Ketika Hati Merintih Sajadah Pun Menjadi Saksi

Mungkin aku adalah manusia yang paling banyak kelemahan dimuka bumi ini.

Salah satu lemahku adalah tidak dapat mengsinkronkan hati dan pikiran. Ya, ini masih mengenai kisah ku yang kemarin.

Namun aku percaya bahwa disetiap kejadian pasti terdapat hikmah. Aku tak ingin dengan mudah membuka hati ini untuk orang lain, ya allah biarkan sekali ini saja pikiran dan hati hamba engkau sinkronkan. Karena hamba tidak ingin terjebak didalam lubang yang sama kali ini.
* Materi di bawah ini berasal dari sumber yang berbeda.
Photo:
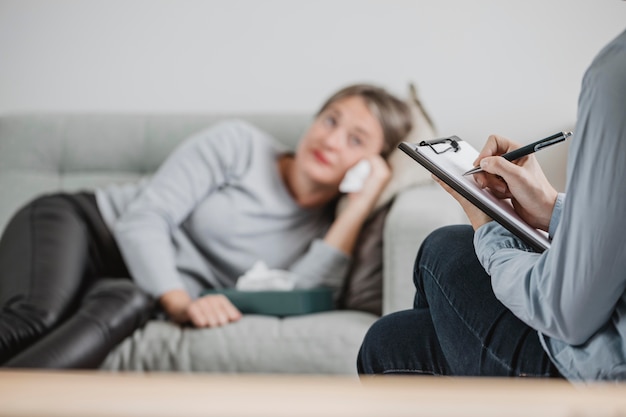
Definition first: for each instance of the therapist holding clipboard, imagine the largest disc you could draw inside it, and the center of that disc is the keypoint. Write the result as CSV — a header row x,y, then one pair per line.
x,y
489,304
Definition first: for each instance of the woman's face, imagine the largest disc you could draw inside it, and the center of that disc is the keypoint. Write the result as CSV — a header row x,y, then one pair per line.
x,y
343,134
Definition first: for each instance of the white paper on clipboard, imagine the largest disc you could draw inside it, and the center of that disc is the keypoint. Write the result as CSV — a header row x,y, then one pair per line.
x,y
449,165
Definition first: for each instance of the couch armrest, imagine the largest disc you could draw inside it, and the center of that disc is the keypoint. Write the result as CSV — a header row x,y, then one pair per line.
x,y
414,214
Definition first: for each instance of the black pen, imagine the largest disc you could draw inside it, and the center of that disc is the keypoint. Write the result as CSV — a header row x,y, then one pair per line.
x,y
528,149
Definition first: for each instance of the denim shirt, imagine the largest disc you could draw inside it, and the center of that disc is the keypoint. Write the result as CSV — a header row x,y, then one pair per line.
x,y
574,293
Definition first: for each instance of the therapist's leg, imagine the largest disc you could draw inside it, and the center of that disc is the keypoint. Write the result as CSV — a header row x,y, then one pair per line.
x,y
469,332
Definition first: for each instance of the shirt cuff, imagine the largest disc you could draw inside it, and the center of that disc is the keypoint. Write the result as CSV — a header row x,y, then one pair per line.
x,y
556,214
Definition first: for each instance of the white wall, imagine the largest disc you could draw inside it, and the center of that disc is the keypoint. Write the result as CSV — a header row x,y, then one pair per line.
x,y
481,66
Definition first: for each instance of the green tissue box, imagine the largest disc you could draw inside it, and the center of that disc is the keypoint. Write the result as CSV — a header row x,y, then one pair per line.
x,y
279,303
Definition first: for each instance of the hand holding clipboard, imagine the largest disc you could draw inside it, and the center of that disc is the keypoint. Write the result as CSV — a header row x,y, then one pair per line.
x,y
449,159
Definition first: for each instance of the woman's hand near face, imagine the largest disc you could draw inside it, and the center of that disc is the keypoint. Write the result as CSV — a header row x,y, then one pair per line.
x,y
522,181
207,311
378,178
346,227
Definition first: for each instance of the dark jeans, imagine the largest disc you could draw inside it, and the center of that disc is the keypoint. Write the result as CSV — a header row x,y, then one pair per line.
x,y
65,296
457,326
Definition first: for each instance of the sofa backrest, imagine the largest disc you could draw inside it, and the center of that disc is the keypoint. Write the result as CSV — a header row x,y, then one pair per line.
x,y
42,153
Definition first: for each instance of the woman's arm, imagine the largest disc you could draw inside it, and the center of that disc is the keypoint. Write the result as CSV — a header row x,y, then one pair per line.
x,y
144,232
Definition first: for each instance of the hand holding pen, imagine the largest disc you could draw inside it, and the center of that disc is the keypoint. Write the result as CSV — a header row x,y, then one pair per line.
x,y
528,149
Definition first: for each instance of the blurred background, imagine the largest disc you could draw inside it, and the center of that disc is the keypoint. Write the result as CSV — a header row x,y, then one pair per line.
x,y
481,66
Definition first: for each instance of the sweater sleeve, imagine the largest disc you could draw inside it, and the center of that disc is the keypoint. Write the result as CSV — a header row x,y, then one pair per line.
x,y
571,290
322,265
199,166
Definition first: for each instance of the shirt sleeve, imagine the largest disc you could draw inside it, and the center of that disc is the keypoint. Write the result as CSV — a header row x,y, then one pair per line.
x,y
197,167
571,290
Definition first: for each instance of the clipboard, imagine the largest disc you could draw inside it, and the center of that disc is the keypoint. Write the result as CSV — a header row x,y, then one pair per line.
x,y
449,158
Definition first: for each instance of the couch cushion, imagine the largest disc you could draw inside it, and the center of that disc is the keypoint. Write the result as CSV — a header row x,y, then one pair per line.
x,y
316,343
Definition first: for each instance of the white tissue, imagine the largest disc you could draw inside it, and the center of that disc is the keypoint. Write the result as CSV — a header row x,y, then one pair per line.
x,y
260,277
355,177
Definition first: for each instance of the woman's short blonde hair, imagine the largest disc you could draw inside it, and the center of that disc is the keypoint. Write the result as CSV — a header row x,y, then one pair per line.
x,y
393,114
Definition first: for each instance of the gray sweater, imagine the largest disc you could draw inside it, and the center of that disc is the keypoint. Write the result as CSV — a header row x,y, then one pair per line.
x,y
574,294
216,206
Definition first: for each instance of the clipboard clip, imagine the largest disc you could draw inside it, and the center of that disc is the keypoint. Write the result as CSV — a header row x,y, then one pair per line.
x,y
454,144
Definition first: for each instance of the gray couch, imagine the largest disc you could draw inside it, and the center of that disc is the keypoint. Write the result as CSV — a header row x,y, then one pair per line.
x,y
42,153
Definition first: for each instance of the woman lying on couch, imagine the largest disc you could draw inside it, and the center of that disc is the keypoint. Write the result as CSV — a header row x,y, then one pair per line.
x,y
226,198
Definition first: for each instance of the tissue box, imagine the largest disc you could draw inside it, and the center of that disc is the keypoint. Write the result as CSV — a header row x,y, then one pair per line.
x,y
279,303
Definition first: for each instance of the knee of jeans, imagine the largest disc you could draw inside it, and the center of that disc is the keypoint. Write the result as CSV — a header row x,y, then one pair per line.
x,y
443,245
119,302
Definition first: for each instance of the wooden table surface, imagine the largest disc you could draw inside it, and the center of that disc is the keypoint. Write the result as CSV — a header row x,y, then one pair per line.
x,y
87,393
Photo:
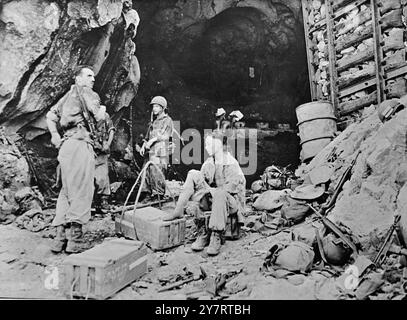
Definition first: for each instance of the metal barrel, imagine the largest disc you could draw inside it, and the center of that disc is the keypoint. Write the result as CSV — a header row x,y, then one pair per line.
x,y
316,126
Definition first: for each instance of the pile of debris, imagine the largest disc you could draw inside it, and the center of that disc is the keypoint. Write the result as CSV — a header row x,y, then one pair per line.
x,y
349,213
19,202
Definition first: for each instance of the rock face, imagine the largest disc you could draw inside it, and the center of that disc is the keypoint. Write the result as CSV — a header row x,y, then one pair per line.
x,y
247,55
43,43
377,188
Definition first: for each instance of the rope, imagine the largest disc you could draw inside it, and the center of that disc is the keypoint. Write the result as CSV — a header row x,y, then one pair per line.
x,y
142,174
73,284
87,293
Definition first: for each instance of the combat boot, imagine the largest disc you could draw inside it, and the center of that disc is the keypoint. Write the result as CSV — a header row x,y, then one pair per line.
x,y
60,240
203,236
104,204
76,242
179,208
215,244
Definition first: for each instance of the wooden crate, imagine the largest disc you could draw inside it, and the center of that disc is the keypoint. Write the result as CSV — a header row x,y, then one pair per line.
x,y
146,224
100,272
232,231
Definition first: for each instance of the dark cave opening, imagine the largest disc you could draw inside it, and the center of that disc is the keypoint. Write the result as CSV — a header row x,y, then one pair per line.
x,y
240,59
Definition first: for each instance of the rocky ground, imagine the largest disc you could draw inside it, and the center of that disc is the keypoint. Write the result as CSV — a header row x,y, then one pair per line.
x,y
26,262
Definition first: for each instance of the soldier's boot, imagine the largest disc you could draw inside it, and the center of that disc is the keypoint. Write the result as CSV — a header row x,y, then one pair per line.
x,y
215,244
76,243
60,240
179,208
203,236
104,204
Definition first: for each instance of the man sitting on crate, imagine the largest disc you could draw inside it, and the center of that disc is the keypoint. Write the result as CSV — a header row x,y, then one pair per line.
x,y
220,187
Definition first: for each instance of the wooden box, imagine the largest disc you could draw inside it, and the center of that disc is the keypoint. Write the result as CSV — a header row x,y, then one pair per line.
x,y
103,270
146,225
232,231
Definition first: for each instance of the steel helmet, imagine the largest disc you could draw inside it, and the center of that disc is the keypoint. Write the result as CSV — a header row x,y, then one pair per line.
x,y
160,101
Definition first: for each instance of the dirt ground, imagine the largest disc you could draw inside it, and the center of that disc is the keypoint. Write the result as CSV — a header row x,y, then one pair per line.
x,y
26,263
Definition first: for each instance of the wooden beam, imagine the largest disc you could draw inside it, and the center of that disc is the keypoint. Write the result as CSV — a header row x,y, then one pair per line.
x,y
348,79
354,59
355,105
347,9
362,17
388,5
333,73
372,81
309,46
396,60
354,38
396,89
392,19
378,53
337,4
357,87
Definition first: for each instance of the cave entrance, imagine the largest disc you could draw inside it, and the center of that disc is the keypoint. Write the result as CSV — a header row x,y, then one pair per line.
x,y
244,58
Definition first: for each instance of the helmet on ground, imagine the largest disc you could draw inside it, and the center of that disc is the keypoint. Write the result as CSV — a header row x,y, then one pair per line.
x,y
160,101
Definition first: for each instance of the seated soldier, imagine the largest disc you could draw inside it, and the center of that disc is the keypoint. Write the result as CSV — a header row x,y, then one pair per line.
x,y
220,187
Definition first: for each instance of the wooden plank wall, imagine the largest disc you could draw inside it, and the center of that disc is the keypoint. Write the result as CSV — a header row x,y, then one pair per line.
x,y
356,52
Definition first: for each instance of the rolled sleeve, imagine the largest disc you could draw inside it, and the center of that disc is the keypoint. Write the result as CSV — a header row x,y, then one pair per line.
x,y
92,102
166,132
110,126
233,180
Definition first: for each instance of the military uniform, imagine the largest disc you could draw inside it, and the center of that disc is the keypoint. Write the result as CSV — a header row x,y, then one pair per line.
x,y
224,185
161,128
76,156
103,129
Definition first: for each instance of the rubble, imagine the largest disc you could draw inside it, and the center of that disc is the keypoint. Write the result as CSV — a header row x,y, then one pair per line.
x,y
375,191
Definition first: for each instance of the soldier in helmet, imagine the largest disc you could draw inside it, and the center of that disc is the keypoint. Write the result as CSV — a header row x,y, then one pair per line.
x,y
157,144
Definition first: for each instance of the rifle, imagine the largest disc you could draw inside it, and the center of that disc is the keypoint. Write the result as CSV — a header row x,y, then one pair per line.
x,y
345,176
384,248
335,229
85,112
326,207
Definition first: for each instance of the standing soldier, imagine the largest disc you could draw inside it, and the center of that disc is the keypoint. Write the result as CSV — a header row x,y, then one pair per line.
x,y
105,133
157,143
75,112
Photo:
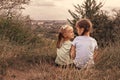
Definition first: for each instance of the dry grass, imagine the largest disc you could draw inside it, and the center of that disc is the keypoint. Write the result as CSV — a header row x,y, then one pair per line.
x,y
37,63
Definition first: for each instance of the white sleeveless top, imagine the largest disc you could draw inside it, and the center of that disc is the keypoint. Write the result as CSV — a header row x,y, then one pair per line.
x,y
85,47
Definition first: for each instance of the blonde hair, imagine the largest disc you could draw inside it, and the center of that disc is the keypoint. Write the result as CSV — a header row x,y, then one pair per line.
x,y
61,37
84,23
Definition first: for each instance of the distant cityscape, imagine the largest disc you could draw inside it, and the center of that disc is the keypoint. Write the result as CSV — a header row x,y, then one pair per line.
x,y
48,24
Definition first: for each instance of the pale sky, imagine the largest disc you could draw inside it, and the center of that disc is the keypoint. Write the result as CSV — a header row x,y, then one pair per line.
x,y
58,9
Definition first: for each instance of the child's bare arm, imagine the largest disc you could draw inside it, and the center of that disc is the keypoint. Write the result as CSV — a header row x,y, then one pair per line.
x,y
95,56
72,52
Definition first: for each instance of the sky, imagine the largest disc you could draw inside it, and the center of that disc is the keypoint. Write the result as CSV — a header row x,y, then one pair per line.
x,y
58,9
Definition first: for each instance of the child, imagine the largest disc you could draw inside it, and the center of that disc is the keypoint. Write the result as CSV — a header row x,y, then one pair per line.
x,y
64,45
83,46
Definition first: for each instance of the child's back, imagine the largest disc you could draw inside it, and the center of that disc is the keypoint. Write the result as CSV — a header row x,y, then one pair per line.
x,y
63,57
85,47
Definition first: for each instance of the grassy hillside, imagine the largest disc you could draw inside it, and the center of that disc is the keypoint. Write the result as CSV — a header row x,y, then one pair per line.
x,y
33,59
37,63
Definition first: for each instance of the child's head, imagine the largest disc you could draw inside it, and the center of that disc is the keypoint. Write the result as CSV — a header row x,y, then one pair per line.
x,y
65,33
83,26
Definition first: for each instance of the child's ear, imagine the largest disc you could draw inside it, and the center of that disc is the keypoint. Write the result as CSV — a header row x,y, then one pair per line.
x,y
65,34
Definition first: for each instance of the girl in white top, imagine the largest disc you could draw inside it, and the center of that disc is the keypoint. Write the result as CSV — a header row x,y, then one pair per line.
x,y
64,45
83,46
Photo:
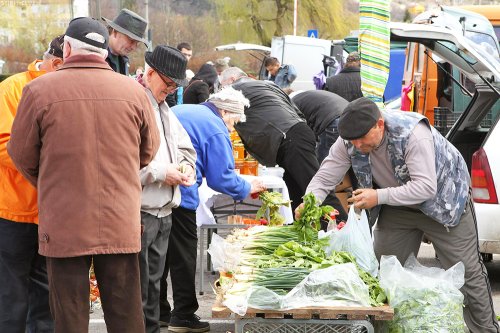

Biarkan hamba mencapai titik tujuan hamba untuk meraih apa yang seharusnya hamba dapatkan dimuka bumi ini dahulu. Jangan biarkan hamba dengan mudah mendapatkan cinta dari hambamu yang lain ya allah. Karena hamba belum siap untuk mendapatkan perlakuan yang sama kelak.
Mungkin hamba dilanda trauma. Namun perlu diketahui bahwa hamba pun memang belum ingin melupakan kenangan dan rencana yang pernah hamba tulis di angan masa depan. Mungkin kelak itu akan terwujud meskipun bukan dengan orang yang sama.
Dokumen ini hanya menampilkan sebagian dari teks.